Went through about 2 years of counciling with a really great therapist...that helped immensly, but it still lingers......

What I have found is that I had to get myself out of "victim mentality" and stop blaming everything on my ex and my mother....yeah they did a lot of awful things and they are responsible for that, but when I kept "blaming" them in my mind, I was giving up responsibility for my own emotions...that was a hard thing to swallow, but it has been worth it.

I came across a saying somewhere...."When you blame, you give up your right to change." I have found that to be so true....

I still hold them responsible for what they did. I do my best tho, to avoid blame......don't know if that makes any sense....

Oh, and I know what you mean by feeling like a drama queen...

Hugs to ya!

julie
May 6, 2007, 9:06 AM
...Yup the victim mentality is a tough one to give up!

...Once I find myself on the 'poor me' road, blaming everything on my mother and ex too (snap, spooky eh?), I know I'm on a slippery slope giving my power away in bucketloads....

... of course, I tend not to notice I'm doing it until I spot one of my kids playing the 'blame game' then I think 'damn' it's me who has started this again!

... good therapy is amazing though.... i know i would never have survived this without such quality support together with my own training. This helps me act on 'physician heal thyself' knowledge when i really know it's just me and God against the world.

....everything you have said here makes perfect sense to me Flex.

love Julie x

flexuality
May 6, 2007, 8:43 PM
Ya ever have something trip a trigger...and ya start feeling abused or betrayed ( that connection between abuse and betrayal pointed out on that site really struck something in me.....) and you know that you're *not* being abused or betrayed, but ya still FEEL it? and then ya spend all this energy and time trying to remind yourself that it's NOT happening now, and that somehow the feelings are not appropriate...and all ya end up doing is invalidating your own feelings....

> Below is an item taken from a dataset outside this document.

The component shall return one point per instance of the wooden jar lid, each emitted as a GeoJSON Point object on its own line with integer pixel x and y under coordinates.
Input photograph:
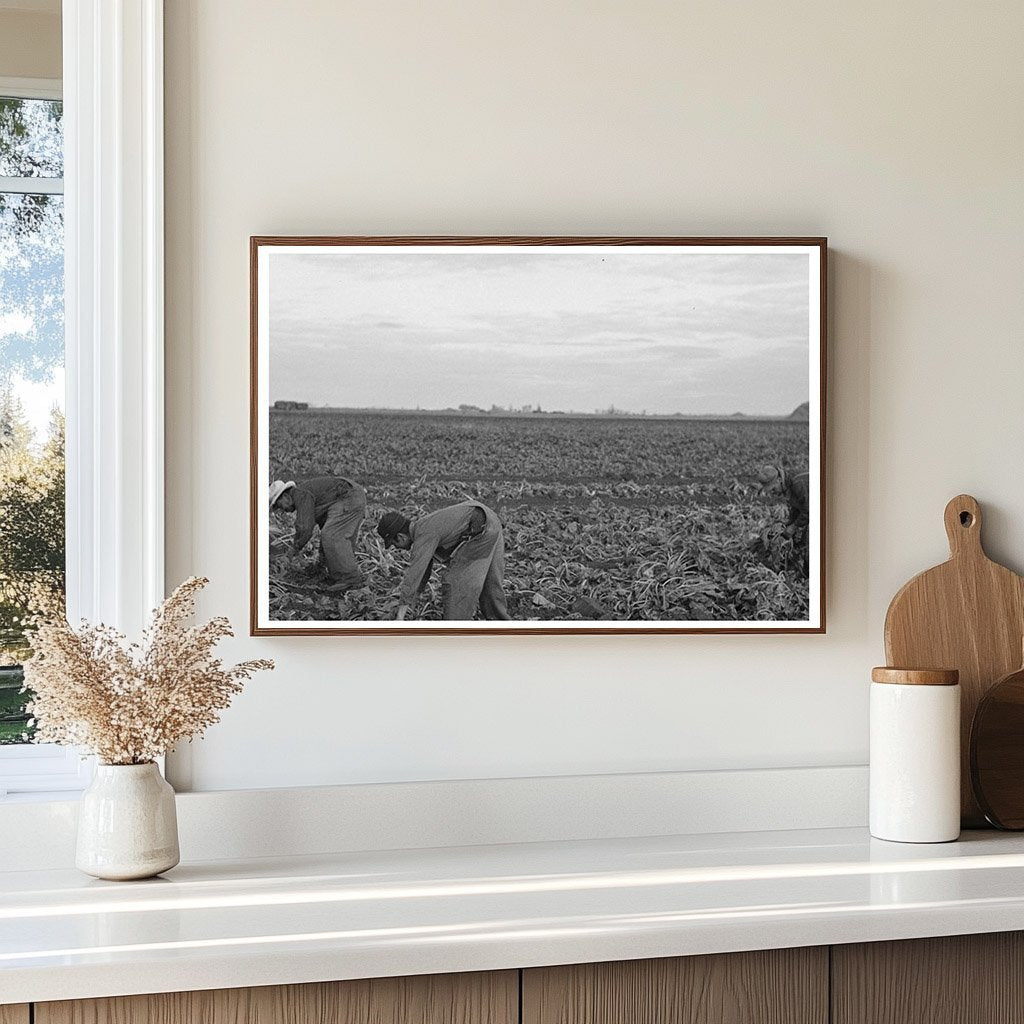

It's a hard thing to learn to let the feelings BE THERE even if they seem absurd sometimes....it's very confusing....especially when the triggering thing *could* be seen as betraying or abusive......it's so bloody hard to deal with that part....and yet I find that the worse thing to do is to deny those feelings...and just to make it even more 'fun', they usually set off the 'fight or flight' reponse, so thinking goes out the window...thus the drama queen lol

Another nugget I picked up...."You have to feel it to heal it"

I do appreciate being able to 'talk' about this though....it really does help to have someone know what I'm talking about...so thanks for that.